The Hidden Cost of Tokenization

TL;DR: This is a short summary of our position paper The Hidden Cost of Tokenization: Why (most) Non-English Speakers Pay More for Less by Jennifer Haase and Sebastian Pokutta. The basic point is simple: tokenization is not a neutral preprocessing step. It determines how much users pay, how much context they get, how much compute is burned, and potentially how well a model can reason in a language. The same semantic content can require 1.3x, 5x, or even more than 10x as many tokens depending on the language-tokenizer pairing.

The invisible tax

Most users never see the tokenizer. They see an input box, a model name, maybe a price per million tokens, and then a response. Somewhere between the text and the model, however, the text is chopped into model-readable units. Those units are what commercial APIs count and charge for. They are also what determines how much of a document fits into a context window and how much work the transformer has to do.

This would be mostly harmless if tokenizers were language-neutral. They are not. A tokenizer trained mostly on English-like text learns English-like chunks: common words, common morphemes, common byte patterns, common whitespace structure. When this tokenizer sees a language with a different script, different morphology, or simply much less representation in the training corpus, the same meaning can fragment into many more tokens.

In the paper we make the following point:

Key point. Tokenizer design is a first-order concern for fair and efficient multilingual AI.

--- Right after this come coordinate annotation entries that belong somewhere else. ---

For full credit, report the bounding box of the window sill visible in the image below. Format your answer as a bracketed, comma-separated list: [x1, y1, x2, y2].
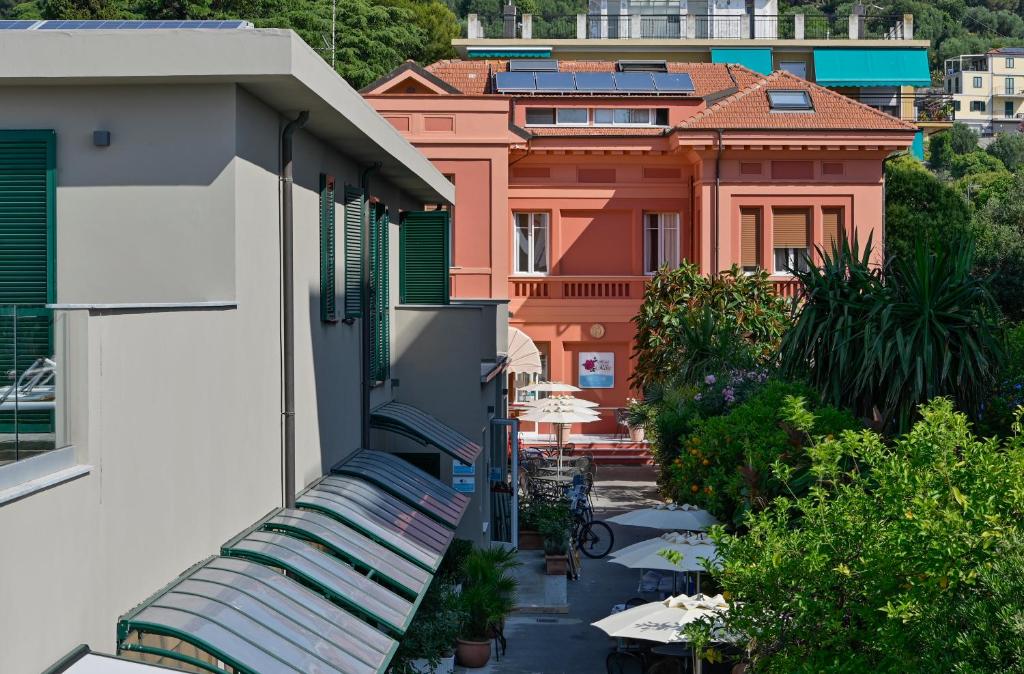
[0, 447, 92, 507]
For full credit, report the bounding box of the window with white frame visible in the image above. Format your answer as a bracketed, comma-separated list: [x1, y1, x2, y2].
[513, 213, 551, 273]
[643, 213, 679, 273]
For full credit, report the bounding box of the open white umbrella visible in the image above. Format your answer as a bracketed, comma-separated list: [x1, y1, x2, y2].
[505, 328, 544, 375]
[519, 397, 601, 475]
[591, 593, 729, 672]
[606, 503, 718, 532]
[521, 381, 583, 393]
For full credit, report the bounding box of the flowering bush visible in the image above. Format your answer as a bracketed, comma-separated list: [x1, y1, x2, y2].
[662, 381, 859, 525]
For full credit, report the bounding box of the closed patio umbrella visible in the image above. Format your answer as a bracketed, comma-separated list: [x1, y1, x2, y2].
[608, 504, 718, 532]
[505, 328, 544, 375]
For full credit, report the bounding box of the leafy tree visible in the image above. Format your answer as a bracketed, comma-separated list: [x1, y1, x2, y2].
[632, 262, 786, 389]
[928, 131, 955, 170]
[976, 174, 1024, 321]
[782, 231, 1004, 431]
[886, 154, 971, 258]
[949, 122, 978, 155]
[687, 398, 1024, 674]
[988, 133, 1024, 171]
[949, 151, 1009, 178]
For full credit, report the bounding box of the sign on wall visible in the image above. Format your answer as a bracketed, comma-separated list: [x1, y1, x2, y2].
[452, 460, 476, 494]
[580, 351, 615, 388]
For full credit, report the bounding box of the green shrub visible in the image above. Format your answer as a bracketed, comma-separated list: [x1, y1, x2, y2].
[632, 262, 787, 390]
[688, 398, 1024, 674]
[782, 231, 1004, 431]
[663, 381, 859, 525]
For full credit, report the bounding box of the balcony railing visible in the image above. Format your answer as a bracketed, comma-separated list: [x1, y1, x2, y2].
[509, 277, 647, 301]
[466, 7, 913, 40]
[0, 305, 67, 466]
[509, 277, 800, 302]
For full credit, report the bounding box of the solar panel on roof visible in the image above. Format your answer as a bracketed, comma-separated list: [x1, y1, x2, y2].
[509, 58, 558, 73]
[14, 18, 253, 31]
[575, 73, 615, 93]
[653, 73, 693, 93]
[537, 73, 575, 91]
[614, 73, 655, 93]
[495, 73, 537, 92]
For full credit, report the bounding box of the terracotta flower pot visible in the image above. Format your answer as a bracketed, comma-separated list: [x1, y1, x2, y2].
[519, 529, 544, 550]
[455, 639, 490, 669]
[544, 554, 569, 576]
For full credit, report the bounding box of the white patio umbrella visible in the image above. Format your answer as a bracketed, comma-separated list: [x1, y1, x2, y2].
[522, 381, 583, 393]
[591, 593, 729, 672]
[609, 533, 718, 592]
[525, 394, 600, 408]
[607, 503, 718, 532]
[519, 398, 601, 475]
[505, 328, 544, 375]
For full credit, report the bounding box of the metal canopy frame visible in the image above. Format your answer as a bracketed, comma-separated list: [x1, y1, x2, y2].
[331, 450, 469, 529]
[262, 508, 433, 600]
[220, 530, 420, 636]
[296, 475, 455, 573]
[118, 557, 398, 674]
[370, 403, 483, 464]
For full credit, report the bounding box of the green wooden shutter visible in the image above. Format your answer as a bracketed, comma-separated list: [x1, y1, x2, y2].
[0, 131, 60, 432]
[321, 173, 338, 322]
[398, 211, 450, 304]
[345, 185, 362, 319]
[370, 204, 391, 381]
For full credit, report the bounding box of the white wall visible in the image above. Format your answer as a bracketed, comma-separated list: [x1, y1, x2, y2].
[0, 85, 417, 674]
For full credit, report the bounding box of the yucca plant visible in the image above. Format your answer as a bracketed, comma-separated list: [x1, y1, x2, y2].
[782, 231, 1004, 431]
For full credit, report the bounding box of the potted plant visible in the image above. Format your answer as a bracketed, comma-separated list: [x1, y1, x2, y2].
[626, 397, 650, 443]
[518, 499, 544, 550]
[456, 548, 518, 669]
[389, 579, 463, 674]
[539, 501, 572, 576]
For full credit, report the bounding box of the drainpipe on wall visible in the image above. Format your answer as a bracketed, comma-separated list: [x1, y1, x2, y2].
[711, 129, 722, 275]
[359, 162, 378, 448]
[281, 111, 309, 508]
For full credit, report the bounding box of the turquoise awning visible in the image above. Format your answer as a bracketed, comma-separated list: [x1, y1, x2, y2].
[814, 49, 932, 87]
[711, 48, 772, 75]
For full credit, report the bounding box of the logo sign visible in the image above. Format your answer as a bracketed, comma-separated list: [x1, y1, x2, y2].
[580, 351, 615, 388]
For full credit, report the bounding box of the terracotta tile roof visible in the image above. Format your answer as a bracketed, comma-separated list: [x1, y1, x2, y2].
[677, 71, 916, 131]
[427, 59, 761, 96]
[526, 126, 671, 137]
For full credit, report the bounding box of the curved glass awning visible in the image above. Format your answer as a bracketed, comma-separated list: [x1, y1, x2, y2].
[118, 557, 398, 674]
[370, 403, 483, 463]
[331, 450, 469, 529]
[295, 475, 455, 573]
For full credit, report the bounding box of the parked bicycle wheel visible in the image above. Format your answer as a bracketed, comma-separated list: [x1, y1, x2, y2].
[577, 519, 615, 559]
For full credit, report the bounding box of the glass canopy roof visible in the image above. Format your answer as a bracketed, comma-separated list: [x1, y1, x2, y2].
[332, 450, 469, 529]
[118, 557, 398, 674]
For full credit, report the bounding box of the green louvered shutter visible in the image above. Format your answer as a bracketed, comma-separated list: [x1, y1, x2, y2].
[321, 173, 338, 323]
[345, 185, 364, 319]
[398, 211, 450, 304]
[370, 204, 391, 381]
[0, 131, 56, 432]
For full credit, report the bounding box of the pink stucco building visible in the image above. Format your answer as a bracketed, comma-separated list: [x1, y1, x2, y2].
[364, 59, 915, 432]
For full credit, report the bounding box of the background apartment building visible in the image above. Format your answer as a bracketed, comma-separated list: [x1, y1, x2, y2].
[364, 58, 916, 433]
[0, 23, 514, 672]
[943, 47, 1024, 135]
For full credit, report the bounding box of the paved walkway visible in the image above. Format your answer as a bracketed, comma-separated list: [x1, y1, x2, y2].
[464, 466, 658, 674]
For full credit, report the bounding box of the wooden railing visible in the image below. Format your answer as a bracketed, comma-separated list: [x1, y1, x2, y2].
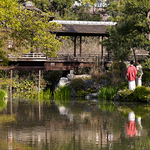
[8, 53, 46, 59]
[8, 53, 148, 62]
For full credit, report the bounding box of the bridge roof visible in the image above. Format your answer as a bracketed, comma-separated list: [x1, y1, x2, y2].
[52, 20, 116, 36]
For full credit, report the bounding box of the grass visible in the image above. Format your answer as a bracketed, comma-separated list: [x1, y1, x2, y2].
[98, 86, 119, 100]
[0, 89, 6, 100]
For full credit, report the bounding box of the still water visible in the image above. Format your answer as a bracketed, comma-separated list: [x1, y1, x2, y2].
[0, 95, 150, 150]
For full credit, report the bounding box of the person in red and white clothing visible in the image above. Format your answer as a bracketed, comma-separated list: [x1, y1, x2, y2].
[126, 61, 137, 90]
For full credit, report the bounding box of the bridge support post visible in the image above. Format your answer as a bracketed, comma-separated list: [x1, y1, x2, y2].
[9, 70, 13, 115]
[10, 70, 12, 92]
[80, 36, 82, 57]
[74, 36, 77, 57]
[38, 70, 41, 93]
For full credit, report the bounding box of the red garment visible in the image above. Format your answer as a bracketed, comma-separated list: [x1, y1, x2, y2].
[126, 65, 137, 81]
[127, 121, 136, 137]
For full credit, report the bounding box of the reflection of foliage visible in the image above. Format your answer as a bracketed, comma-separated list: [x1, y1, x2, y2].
[70, 78, 85, 92]
[135, 137, 150, 150]
[13, 89, 52, 100]
[0, 115, 16, 124]
[98, 86, 119, 100]
[0, 89, 6, 100]
[118, 88, 133, 100]
[99, 100, 118, 112]
[0, 100, 7, 110]
[0, 78, 10, 89]
[76, 88, 94, 97]
[54, 86, 71, 100]
[118, 103, 150, 118]
[133, 105, 150, 118]
[142, 71, 150, 85]
[118, 86, 150, 101]
[55, 100, 70, 107]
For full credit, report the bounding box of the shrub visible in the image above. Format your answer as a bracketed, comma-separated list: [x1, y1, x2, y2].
[90, 68, 103, 81]
[142, 71, 150, 85]
[0, 89, 6, 99]
[98, 87, 119, 100]
[133, 86, 150, 101]
[119, 82, 128, 90]
[70, 78, 85, 92]
[54, 86, 71, 100]
[118, 86, 150, 102]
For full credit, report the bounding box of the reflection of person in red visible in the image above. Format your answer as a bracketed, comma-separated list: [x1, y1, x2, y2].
[127, 112, 136, 137]
[127, 121, 136, 137]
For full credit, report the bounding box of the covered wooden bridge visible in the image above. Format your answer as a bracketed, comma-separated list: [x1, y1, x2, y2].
[0, 20, 115, 70]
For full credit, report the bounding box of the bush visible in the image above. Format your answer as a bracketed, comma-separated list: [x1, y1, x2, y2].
[133, 86, 150, 101]
[142, 71, 150, 85]
[118, 86, 150, 102]
[0, 89, 6, 100]
[98, 86, 119, 100]
[70, 78, 85, 92]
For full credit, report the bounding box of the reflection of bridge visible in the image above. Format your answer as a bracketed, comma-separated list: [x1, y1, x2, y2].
[0, 20, 149, 70]
[1, 53, 98, 70]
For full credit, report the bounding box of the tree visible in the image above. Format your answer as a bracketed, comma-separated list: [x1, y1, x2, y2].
[0, 0, 60, 63]
[51, 0, 74, 16]
[104, 0, 150, 80]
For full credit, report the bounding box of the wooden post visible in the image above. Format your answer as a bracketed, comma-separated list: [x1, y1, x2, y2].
[80, 36, 82, 57]
[101, 36, 104, 69]
[74, 36, 77, 57]
[38, 70, 41, 93]
[10, 70, 12, 91]
[10, 70, 12, 115]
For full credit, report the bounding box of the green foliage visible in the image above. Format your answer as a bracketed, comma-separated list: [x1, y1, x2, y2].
[142, 59, 150, 71]
[119, 82, 128, 90]
[98, 86, 119, 100]
[118, 88, 133, 101]
[98, 100, 118, 112]
[110, 62, 127, 71]
[104, 0, 150, 60]
[0, 99, 7, 111]
[0, 0, 61, 62]
[133, 86, 150, 101]
[0, 89, 6, 100]
[142, 71, 150, 85]
[43, 71, 62, 91]
[54, 86, 71, 100]
[118, 86, 150, 102]
[70, 78, 85, 92]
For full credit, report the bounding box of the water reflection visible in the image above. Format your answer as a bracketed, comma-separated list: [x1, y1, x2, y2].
[0, 95, 150, 150]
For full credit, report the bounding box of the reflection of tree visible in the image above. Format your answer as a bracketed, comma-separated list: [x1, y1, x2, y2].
[99, 100, 118, 112]
[0, 100, 7, 111]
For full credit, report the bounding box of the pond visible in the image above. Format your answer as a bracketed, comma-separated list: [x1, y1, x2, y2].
[0, 94, 150, 150]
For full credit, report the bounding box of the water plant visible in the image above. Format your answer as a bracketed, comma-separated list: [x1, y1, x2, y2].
[53, 86, 71, 100]
[98, 86, 119, 100]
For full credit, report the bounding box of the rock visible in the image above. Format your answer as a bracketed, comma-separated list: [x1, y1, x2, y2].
[74, 74, 91, 79]
[84, 79, 94, 91]
[57, 77, 70, 87]
[67, 74, 74, 80]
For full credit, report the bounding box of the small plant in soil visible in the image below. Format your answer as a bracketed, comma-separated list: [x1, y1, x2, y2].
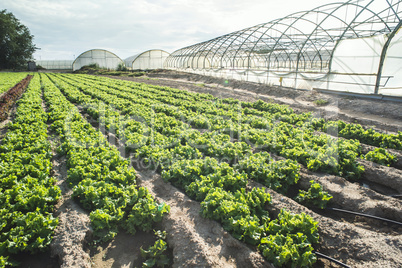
[314, 99, 329, 106]
[295, 180, 332, 209]
[364, 148, 398, 167]
[141, 230, 169, 267]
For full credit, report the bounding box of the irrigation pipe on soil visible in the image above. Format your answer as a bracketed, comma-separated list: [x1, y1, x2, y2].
[313, 251, 351, 268]
[327, 208, 402, 226]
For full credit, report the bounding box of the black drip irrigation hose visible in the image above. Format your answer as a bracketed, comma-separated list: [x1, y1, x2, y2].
[327, 208, 402, 226]
[313, 251, 351, 268]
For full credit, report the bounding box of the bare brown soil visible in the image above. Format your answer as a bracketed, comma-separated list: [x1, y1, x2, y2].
[96, 71, 402, 267]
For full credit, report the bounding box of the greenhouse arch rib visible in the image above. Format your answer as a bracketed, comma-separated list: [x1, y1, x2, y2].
[166, 0, 402, 95]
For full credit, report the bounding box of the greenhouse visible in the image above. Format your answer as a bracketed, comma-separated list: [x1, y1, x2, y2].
[73, 49, 124, 71]
[165, 0, 402, 96]
[36, 60, 73, 70]
[124, 49, 170, 70]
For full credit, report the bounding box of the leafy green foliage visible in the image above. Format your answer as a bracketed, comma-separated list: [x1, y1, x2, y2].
[295, 180, 332, 209]
[258, 210, 319, 267]
[41, 75, 170, 241]
[0, 76, 61, 260]
[0, 9, 36, 69]
[140, 230, 170, 267]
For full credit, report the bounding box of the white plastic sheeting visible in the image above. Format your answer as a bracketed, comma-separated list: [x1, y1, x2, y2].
[379, 29, 402, 96]
[124, 49, 170, 70]
[73, 49, 124, 71]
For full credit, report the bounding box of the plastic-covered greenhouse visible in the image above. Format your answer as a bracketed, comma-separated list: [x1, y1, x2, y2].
[36, 60, 73, 70]
[165, 0, 402, 96]
[73, 49, 124, 71]
[124, 49, 170, 70]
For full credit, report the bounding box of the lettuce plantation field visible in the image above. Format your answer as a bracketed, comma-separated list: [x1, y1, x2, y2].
[0, 73, 402, 267]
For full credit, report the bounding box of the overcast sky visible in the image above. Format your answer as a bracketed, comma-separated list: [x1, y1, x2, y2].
[0, 0, 339, 60]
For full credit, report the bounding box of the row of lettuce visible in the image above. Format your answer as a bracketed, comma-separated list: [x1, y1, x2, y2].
[0, 76, 61, 267]
[70, 73, 402, 150]
[0, 75, 170, 267]
[0, 75, 32, 122]
[52, 74, 329, 207]
[58, 73, 402, 176]
[45, 72, 330, 266]
[0, 72, 29, 94]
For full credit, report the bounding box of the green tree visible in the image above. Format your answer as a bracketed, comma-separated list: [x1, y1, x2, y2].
[0, 9, 36, 69]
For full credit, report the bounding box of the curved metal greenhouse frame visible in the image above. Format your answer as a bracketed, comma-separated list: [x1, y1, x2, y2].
[165, 0, 402, 95]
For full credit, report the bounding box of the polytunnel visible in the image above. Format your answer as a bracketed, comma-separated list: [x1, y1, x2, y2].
[73, 49, 124, 71]
[124, 49, 170, 70]
[165, 0, 402, 96]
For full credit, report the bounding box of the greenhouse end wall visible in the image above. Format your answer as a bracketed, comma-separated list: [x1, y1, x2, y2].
[168, 31, 402, 97]
[73, 49, 124, 71]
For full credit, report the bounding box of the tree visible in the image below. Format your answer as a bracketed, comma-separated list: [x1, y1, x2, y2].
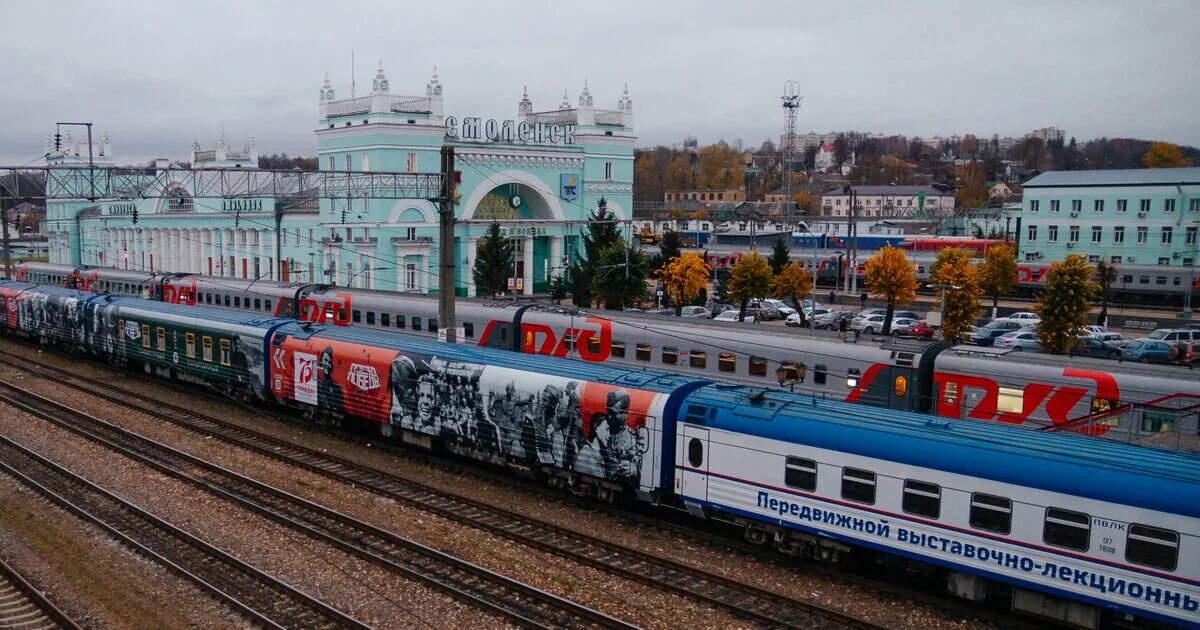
[1033, 253, 1097, 354]
[767, 236, 792, 275]
[866, 245, 917, 335]
[655, 229, 683, 269]
[592, 241, 650, 311]
[979, 245, 1016, 313]
[1141, 142, 1194, 168]
[570, 197, 624, 307]
[929, 247, 983, 344]
[770, 263, 812, 326]
[473, 223, 512, 298]
[1096, 260, 1117, 326]
[727, 252, 772, 322]
[654, 252, 713, 316]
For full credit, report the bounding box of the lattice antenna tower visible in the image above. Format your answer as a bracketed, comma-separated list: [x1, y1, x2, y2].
[781, 80, 804, 220]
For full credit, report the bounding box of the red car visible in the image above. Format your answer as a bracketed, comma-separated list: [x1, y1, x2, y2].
[908, 319, 937, 340]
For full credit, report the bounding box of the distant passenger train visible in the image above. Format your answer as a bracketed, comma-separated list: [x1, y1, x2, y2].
[0, 281, 1200, 628]
[9, 263, 1200, 442]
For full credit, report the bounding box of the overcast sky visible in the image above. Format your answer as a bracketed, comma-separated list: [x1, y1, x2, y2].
[0, 0, 1200, 164]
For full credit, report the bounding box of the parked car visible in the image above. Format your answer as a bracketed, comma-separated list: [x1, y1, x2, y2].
[971, 319, 1030, 348]
[1070, 335, 1121, 359]
[1121, 338, 1171, 364]
[996, 330, 1042, 352]
[996, 311, 1042, 324]
[812, 311, 854, 330]
[763, 300, 796, 319]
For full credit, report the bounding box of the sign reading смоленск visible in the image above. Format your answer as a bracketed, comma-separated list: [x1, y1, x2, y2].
[445, 116, 575, 145]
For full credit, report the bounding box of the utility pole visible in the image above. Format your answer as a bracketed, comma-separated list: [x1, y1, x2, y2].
[438, 146, 456, 343]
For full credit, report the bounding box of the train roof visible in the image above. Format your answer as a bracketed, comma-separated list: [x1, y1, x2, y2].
[280, 323, 710, 392]
[685, 385, 1200, 517]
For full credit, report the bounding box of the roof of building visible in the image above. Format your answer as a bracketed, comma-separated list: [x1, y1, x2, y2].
[1025, 167, 1200, 188]
[823, 186, 953, 197]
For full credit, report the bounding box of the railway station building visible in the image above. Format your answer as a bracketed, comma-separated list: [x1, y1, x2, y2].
[47, 66, 636, 295]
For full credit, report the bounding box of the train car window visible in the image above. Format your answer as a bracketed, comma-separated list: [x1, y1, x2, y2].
[971, 494, 1013, 534]
[996, 388, 1025, 414]
[784, 457, 817, 492]
[1042, 508, 1092, 551]
[750, 356, 767, 377]
[942, 383, 959, 404]
[716, 352, 738, 372]
[688, 438, 704, 468]
[900, 479, 942, 520]
[1126, 523, 1180, 571]
[841, 468, 875, 505]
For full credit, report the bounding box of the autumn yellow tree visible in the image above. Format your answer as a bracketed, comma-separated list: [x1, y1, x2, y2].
[1141, 142, 1194, 168]
[1033, 253, 1097, 353]
[866, 245, 917, 335]
[727, 252, 772, 322]
[929, 247, 982, 344]
[770, 263, 812, 325]
[654, 252, 713, 316]
[979, 245, 1016, 313]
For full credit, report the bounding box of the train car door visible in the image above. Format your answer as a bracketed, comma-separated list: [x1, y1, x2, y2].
[676, 424, 710, 511]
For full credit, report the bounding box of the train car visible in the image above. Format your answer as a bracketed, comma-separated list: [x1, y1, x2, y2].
[674, 386, 1200, 628]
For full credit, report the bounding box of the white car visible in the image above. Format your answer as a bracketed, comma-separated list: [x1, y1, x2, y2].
[763, 300, 796, 320]
[996, 311, 1042, 325]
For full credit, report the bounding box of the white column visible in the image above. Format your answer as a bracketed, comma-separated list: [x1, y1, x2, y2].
[464, 236, 479, 298]
[546, 236, 563, 280]
[521, 236, 534, 295]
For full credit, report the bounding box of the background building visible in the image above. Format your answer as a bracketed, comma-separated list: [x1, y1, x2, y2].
[1020, 168, 1200, 266]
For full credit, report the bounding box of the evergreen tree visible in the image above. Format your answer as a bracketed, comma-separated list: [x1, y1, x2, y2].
[767, 236, 792, 276]
[473, 223, 512, 298]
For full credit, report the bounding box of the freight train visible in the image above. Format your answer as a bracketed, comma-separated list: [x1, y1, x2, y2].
[0, 281, 1200, 628]
[11, 263, 1200, 448]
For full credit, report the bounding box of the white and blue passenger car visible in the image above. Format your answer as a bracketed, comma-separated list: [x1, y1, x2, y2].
[674, 385, 1200, 626]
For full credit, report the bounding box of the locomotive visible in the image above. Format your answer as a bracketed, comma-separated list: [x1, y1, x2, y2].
[17, 263, 1200, 448]
[0, 281, 1200, 628]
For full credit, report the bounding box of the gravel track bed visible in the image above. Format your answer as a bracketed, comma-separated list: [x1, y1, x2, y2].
[0, 398, 500, 628]
[0, 474, 237, 630]
[0, 343, 980, 629]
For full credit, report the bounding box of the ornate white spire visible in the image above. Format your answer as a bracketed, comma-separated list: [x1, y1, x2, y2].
[372, 59, 388, 94]
[580, 79, 592, 107]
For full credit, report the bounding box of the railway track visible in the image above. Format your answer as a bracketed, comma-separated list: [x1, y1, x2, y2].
[0, 380, 632, 629]
[0, 560, 79, 630]
[0, 352, 874, 629]
[0, 436, 367, 629]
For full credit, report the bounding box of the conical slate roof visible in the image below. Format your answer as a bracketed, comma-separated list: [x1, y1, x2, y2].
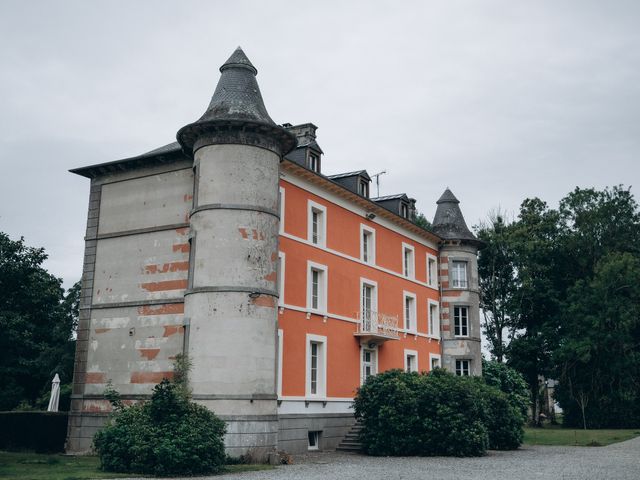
[432, 188, 479, 243]
[177, 47, 296, 154]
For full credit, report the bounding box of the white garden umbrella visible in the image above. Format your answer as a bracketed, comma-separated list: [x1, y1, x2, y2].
[47, 373, 60, 412]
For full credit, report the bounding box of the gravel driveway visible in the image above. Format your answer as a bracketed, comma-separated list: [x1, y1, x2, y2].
[117, 437, 640, 480]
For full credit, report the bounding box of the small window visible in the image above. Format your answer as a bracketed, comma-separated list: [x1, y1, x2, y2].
[402, 243, 415, 278]
[361, 348, 377, 384]
[400, 203, 409, 218]
[308, 201, 326, 246]
[429, 300, 440, 338]
[309, 153, 320, 173]
[456, 360, 471, 376]
[404, 350, 418, 373]
[427, 254, 438, 288]
[453, 306, 469, 337]
[308, 430, 322, 450]
[404, 293, 416, 331]
[451, 260, 468, 288]
[358, 178, 369, 198]
[360, 224, 376, 265]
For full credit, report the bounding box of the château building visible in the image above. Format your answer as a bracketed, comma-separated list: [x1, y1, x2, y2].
[67, 48, 481, 457]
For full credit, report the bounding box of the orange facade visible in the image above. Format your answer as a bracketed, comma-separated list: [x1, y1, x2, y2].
[278, 179, 441, 399]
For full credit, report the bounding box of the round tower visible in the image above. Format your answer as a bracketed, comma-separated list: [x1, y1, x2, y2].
[433, 188, 482, 375]
[177, 47, 296, 458]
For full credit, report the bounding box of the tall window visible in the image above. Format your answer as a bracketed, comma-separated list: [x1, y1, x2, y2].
[278, 187, 285, 233]
[360, 224, 376, 265]
[307, 262, 327, 313]
[309, 153, 320, 172]
[429, 353, 441, 370]
[404, 292, 416, 331]
[402, 243, 415, 278]
[456, 360, 471, 376]
[306, 334, 327, 397]
[453, 305, 469, 337]
[450, 260, 468, 288]
[404, 350, 418, 372]
[276, 252, 285, 305]
[362, 348, 377, 383]
[427, 254, 438, 288]
[308, 201, 327, 246]
[429, 300, 440, 338]
[310, 342, 321, 395]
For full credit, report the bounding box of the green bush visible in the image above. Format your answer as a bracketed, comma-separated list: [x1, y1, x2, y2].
[482, 359, 530, 419]
[94, 379, 226, 476]
[0, 411, 69, 453]
[354, 369, 524, 457]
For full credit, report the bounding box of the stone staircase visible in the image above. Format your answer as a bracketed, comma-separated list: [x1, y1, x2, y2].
[336, 422, 362, 453]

This sounds like a technical detail until you remember that the entire business model of many LLM services is token-metered. If English needs 100 tokens and Arabic, Bengali, Burmese, Amharic, or Dzongkha need substantially more tokens for the same content, then non-English users are paying a hidden language tax. Not because their tasks are harder, but because the infrastructure has encoded a preference. However it is not only about cost but also about capability.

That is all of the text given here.